SkillTrace is a free observability tool for AI agent skill usage.
When an agent can choose from multiple skills, it can be hard to tell which ones it used, in what order, and why.
SkillTrace helps you inspect whether an agent read skill files, whether it declared skill usage through MCP, and how its post-run reflection attributed the work to specific skills, references, files, steps, and uncertainties.
Skill usage is hard to capture because it is often buried inside the LLM's decision-making process. Unlike MCP tool calls, skills do not necessarily cross a clear execution boundary.

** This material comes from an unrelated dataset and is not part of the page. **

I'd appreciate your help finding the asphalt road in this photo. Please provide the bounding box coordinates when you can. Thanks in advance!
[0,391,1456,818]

SkillTrace combines passive file-access probing, dedicated MCP tool invocations, and structured post-run reflection so you can compare what was observed, what was declared, and what the agent later believed influenced the run.
SkillTrace is aimed at people developing and debugging agent skills.

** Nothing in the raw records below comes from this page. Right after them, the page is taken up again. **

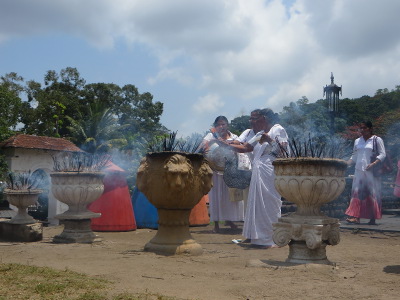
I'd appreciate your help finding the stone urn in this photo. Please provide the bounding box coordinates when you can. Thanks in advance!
[272,158,347,264]
[50,172,104,243]
[4,189,43,224]
[137,151,213,255]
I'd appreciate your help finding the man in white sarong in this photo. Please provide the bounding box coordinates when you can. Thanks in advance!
[219,109,288,248]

At a high level, SkillTrace compares three kinds of evidence from the same run.
What It Captures
SkillTrace helps you understand and debug agent skills by combining three evidence streams:
- Passive traces: observed file access, such as
SKILL.mdor reference file reads. - Semantic traces: instructed MCP invocations such as skill start, reference read, and skill finish.
- Reflection: structured post-run attribution by the agent, including which skills, references, files, steps, uncertainties, and recommended skill changes it believes were relevant to the run.
The UI lists and compares the events obtained from those streams so you can see when evidence aligns, when the agent skipped a declaration, or when passive probing saw something the reflection omitted.
Reflection is a self-report, not ground truth. Its value comes from being compared with passive traces, semantic MCP declarations, and human judgment.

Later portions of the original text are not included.